Double Event Sequences

The next experiment was the true test of the effectiveness of my system because it would evaluate its ability to ensure a sequence of events occurring in a particular order, even if it is merely two events. Again we see that both sequences approach an average generational fitness of 1, which is a clear indicator of the top 3 fitness values of the final generations exactly returning the desired sequence of events.

This is an interesting graph because the average fitness of the random set of levels to the FFW event sequence is very high. As a result, our system cannot do much better than the random levels, but it still does. We expect this is because, again, the food pickup is the most desirable by the agent, so it will generate those events more often.

Longer Event Sequences

This graph shows the limitation of our system. In a sequence of 3 events, the average generational fitness is at most 0.6, which is not nearly as good as it was in the previous experiments. However, keep in mind from our fitness function that even one mistake in the sequence can have a large negative impact on the fitness value. It should also be noted that the output levels for this test (3 highest) had fitness values in the 0.7 to 0.8 range, which is still quite good on an individual basis. Though not perfect, the player will still experience most of what the designer intended.

In a sequence of 4 events, the system is incapable of generating a level which produces the desired sequence.

As the desired event sequence grows in length, the more concentrated with items the level will be. Since our level is quite small (8x8) managing more than 2 events is reasonably difficult to achieve.
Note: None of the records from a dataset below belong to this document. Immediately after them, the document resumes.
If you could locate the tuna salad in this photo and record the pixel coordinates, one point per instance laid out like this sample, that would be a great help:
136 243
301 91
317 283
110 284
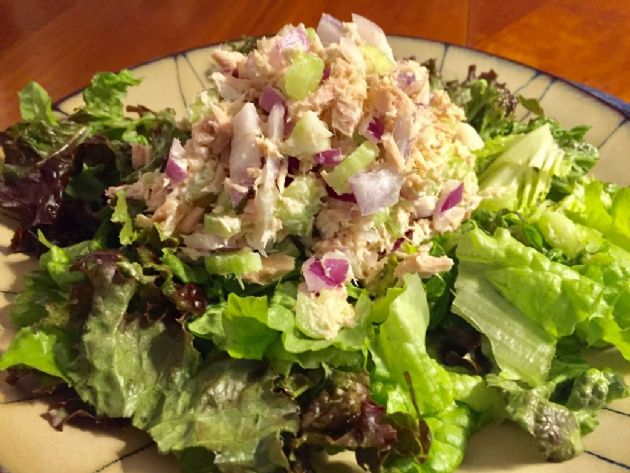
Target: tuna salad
336 249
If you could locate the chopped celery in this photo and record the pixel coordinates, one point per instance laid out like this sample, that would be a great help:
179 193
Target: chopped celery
520 347
224 226
298 205
310 135
521 176
376 60
303 76
358 161
237 263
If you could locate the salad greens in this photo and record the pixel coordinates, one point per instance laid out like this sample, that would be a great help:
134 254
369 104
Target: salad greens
264 315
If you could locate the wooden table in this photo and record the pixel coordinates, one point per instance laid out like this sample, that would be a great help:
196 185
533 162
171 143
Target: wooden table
61 43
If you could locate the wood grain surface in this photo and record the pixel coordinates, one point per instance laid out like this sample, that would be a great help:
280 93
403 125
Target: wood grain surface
61 43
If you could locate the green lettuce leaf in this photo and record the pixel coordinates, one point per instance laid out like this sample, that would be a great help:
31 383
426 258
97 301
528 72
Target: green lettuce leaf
399 348
607 212
150 372
246 327
520 178
519 346
121 215
35 349
35 104
563 409
103 97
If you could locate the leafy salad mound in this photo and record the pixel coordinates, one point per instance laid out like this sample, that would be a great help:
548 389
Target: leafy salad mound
336 250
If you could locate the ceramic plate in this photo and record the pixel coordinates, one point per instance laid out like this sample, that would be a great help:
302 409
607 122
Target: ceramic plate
29 445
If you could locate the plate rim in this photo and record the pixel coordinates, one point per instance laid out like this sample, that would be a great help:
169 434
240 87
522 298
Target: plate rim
616 104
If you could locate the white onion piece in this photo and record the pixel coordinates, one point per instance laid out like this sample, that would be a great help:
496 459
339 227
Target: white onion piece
372 34
405 79
265 204
296 38
244 153
275 123
329 29
176 166
269 97
352 53
374 130
376 190
403 128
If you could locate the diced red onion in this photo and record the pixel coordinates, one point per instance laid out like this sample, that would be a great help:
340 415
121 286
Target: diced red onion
405 78
397 244
328 272
295 39
244 153
349 197
376 190
451 199
275 123
176 165
329 29
270 97
372 34
375 129
335 267
330 157
294 165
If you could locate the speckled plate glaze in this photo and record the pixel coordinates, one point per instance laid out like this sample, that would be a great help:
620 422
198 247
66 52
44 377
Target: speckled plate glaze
29 445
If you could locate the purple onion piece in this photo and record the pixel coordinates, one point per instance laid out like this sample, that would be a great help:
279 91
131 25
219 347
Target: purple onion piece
405 78
329 272
330 157
294 165
397 244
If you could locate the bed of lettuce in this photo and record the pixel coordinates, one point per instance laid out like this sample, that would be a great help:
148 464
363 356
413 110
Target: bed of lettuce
216 370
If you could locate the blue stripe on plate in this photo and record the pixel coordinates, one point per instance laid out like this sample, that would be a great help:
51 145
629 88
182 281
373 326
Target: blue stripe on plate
608 460
622 106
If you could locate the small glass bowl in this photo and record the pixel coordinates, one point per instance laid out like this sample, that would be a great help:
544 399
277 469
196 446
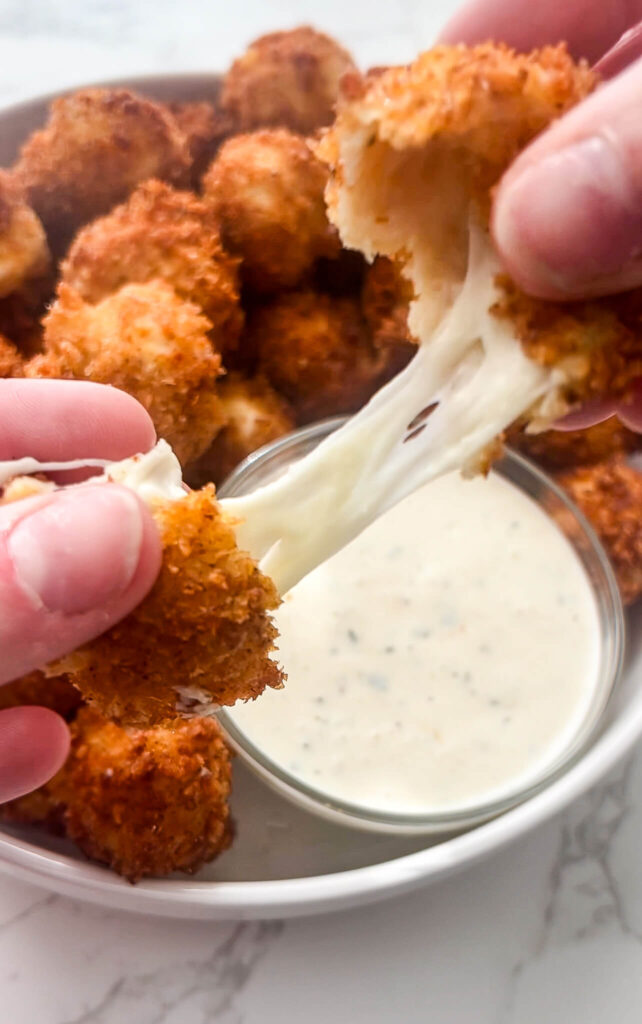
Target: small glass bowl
269 462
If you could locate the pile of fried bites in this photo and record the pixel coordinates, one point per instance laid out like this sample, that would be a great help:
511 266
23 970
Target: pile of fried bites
183 254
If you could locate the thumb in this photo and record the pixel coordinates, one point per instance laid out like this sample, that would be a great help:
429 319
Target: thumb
72 563
567 217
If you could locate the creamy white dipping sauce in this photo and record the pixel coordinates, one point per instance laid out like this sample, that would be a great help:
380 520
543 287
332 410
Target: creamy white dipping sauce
447 656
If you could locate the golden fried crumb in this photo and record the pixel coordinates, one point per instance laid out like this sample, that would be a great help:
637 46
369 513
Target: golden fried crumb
165 233
203 635
24 250
95 147
609 494
146 802
314 349
146 341
267 189
205 126
255 415
562 449
288 79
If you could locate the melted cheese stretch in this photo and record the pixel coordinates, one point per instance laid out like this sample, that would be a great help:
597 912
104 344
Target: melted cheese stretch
476 373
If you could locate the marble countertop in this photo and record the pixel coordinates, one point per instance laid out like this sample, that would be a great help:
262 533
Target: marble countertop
549 932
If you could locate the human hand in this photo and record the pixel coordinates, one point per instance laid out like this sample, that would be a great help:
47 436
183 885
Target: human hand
567 215
72 563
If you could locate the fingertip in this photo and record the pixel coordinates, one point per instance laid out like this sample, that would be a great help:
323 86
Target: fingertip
34 745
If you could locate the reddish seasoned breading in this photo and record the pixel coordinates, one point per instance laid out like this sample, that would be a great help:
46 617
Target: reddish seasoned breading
385 299
161 233
146 341
267 189
288 79
146 802
205 126
562 449
24 250
314 349
256 414
202 637
95 147
609 494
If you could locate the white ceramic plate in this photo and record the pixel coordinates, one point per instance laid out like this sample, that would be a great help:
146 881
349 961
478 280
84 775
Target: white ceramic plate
286 861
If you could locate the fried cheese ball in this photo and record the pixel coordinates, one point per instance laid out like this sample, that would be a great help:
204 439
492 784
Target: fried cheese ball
562 449
24 250
267 189
96 146
609 494
385 299
314 349
146 802
203 635
146 341
255 415
288 79
161 233
205 126
414 156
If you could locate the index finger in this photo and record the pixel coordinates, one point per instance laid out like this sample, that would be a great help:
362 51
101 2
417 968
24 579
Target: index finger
59 420
589 28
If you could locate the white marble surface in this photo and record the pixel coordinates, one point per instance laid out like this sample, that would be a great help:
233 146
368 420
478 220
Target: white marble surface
550 932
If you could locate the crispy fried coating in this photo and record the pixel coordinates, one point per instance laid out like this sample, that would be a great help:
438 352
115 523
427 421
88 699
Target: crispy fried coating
609 494
414 156
564 449
203 635
314 349
386 296
267 189
96 146
146 802
256 414
163 233
24 250
288 79
146 341
205 126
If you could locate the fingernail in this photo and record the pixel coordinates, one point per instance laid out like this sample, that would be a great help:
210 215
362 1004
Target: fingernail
571 218
80 551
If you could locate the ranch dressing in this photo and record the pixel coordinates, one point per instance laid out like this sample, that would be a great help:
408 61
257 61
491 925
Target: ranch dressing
446 656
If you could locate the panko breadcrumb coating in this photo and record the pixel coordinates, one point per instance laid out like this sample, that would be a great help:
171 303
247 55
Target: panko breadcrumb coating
609 494
146 341
164 233
415 154
314 349
205 126
267 189
562 449
24 250
95 147
203 635
146 802
256 414
288 79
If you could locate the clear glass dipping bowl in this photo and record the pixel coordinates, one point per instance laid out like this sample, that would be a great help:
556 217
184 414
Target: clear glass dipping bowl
268 463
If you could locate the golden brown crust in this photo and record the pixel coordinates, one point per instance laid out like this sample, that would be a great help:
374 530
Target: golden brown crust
609 494
256 414
314 349
203 635
267 189
146 341
288 79
564 449
146 802
161 233
95 147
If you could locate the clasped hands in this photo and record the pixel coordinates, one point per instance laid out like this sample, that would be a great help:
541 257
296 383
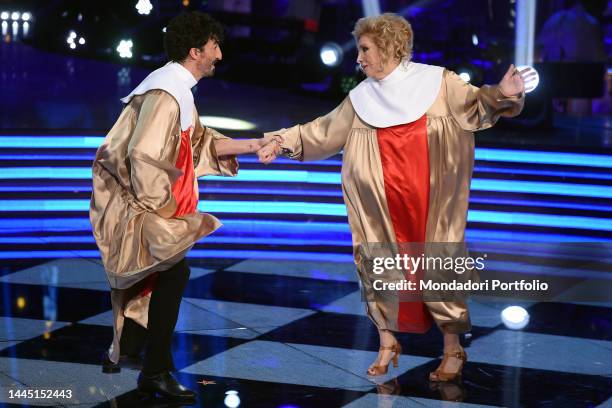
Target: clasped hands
270 148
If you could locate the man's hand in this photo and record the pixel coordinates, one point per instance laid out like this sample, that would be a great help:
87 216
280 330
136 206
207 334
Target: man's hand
513 82
270 148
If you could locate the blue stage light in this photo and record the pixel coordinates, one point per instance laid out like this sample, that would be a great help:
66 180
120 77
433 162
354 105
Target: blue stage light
329 209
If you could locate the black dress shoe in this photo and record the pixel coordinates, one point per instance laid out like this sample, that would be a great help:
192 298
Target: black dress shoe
133 362
164 384
108 367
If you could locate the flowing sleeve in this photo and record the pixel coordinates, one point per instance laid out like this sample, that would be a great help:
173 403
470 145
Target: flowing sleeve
205 158
321 138
151 175
478 108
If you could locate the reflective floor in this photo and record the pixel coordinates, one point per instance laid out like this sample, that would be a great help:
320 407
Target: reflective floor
272 316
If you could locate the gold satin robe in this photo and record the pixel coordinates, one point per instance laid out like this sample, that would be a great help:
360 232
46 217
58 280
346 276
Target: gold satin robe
132 204
458 111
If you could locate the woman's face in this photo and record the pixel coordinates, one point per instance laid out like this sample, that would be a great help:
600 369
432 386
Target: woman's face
370 59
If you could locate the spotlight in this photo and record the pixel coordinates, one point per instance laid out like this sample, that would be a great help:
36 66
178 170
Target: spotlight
515 317
232 400
144 7
465 76
331 54
532 83
125 48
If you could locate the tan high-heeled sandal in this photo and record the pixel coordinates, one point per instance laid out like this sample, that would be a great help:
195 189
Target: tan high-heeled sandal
440 375
382 370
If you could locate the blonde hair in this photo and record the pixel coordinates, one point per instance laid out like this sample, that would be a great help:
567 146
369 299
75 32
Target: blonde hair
391 33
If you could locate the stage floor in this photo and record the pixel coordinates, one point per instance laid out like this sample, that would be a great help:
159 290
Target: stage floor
272 313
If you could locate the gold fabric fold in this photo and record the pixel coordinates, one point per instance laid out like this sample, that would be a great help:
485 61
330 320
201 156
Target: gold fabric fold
205 158
478 108
321 138
459 110
132 206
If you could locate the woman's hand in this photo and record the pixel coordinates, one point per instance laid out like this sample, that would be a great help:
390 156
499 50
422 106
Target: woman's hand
270 148
513 82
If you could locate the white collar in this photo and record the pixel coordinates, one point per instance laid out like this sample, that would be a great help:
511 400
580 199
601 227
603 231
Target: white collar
177 81
401 97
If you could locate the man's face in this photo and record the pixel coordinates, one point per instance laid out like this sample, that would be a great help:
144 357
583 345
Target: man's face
208 56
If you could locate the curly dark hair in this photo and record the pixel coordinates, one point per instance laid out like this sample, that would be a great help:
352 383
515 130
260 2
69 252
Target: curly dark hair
190 30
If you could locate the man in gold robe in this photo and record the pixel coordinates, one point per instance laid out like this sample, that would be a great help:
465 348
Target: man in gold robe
145 194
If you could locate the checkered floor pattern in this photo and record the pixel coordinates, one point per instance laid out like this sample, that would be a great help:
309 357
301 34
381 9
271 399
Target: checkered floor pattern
291 334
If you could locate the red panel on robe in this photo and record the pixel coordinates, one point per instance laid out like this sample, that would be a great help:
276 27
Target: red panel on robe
405 162
183 192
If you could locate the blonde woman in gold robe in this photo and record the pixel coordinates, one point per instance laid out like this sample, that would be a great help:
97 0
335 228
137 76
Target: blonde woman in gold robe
406 133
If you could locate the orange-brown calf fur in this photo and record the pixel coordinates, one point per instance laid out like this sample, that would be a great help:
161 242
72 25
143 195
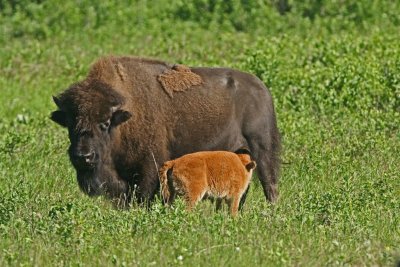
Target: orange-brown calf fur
218 174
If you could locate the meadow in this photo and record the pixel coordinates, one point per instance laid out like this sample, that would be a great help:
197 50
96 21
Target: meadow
333 68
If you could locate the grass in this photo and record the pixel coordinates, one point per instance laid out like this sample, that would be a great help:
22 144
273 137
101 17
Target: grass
337 93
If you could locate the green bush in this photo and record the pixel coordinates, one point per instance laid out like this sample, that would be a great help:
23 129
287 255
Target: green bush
333 68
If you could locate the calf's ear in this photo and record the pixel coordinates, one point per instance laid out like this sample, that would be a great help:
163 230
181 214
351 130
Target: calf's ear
120 116
250 166
59 117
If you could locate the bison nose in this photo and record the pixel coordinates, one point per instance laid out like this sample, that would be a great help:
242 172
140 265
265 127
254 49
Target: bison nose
88 158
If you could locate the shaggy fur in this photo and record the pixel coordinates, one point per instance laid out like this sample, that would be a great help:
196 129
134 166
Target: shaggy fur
216 174
122 125
178 79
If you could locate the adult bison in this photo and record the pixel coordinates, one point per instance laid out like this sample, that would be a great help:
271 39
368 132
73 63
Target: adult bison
132 114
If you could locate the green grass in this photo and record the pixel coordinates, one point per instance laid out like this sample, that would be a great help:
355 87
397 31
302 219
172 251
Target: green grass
334 72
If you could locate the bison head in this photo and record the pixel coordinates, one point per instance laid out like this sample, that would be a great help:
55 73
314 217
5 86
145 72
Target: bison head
92 112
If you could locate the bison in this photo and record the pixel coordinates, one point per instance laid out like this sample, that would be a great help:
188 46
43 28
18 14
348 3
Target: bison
129 115
220 175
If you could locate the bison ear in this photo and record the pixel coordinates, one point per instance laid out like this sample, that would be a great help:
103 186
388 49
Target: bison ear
250 166
119 117
59 117
57 101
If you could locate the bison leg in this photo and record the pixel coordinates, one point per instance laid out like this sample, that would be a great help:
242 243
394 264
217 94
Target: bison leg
267 160
218 204
234 205
243 198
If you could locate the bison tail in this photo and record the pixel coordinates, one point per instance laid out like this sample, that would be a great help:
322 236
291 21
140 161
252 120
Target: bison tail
165 190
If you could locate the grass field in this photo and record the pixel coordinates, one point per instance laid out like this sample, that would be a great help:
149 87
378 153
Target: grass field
333 68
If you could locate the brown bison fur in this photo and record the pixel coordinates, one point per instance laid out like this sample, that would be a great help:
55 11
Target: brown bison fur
179 78
122 125
217 174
We notice this especially in the sequences of length 4 because many of those levels are impossible to be completed in a reasonable amount of time by the agent, which is likely why the fitness values are so low.

Perhaps we would see better results if we extended the cutoff times when the agent is simulating, however, when originally making these experiments, we did not want to vary the cutoff times so that we had a fair comparison to the other tests.

Generated level for events FW

This level is interesting because there are enemies guarding each food. If the generator were taking the easy way out, then there would never be enemies when we want just the food event.

Generated level for events XFW

An interesting level design where the player must choose if it is worthwhile to dig out the food that is completely walled in, or take the longer route with no obstacles

Conclusion

We have seen that prior to our system, there had been no research attempts to implement a procedural level generator which can ensure a predefined sequence of game events is experienced by players in a freely-explorable, 2D environment. And I have shown that using agent simulation and a genetic algorithm is a successful method to do so.

Some limitations to the system are that it currently takes this system roughly 3 minutes to fully test a generation of 25 levels. Since we need about 10 generations for successful results, we are looking at about 30 minutes to generate a valid level. Arguably, a designer could hand design a level in that amount of time for this particular environment. This is somewhere where I could improve. 

I would also like to compare other methods to this one to see if perhaps an LSTM could produce better or more timely results.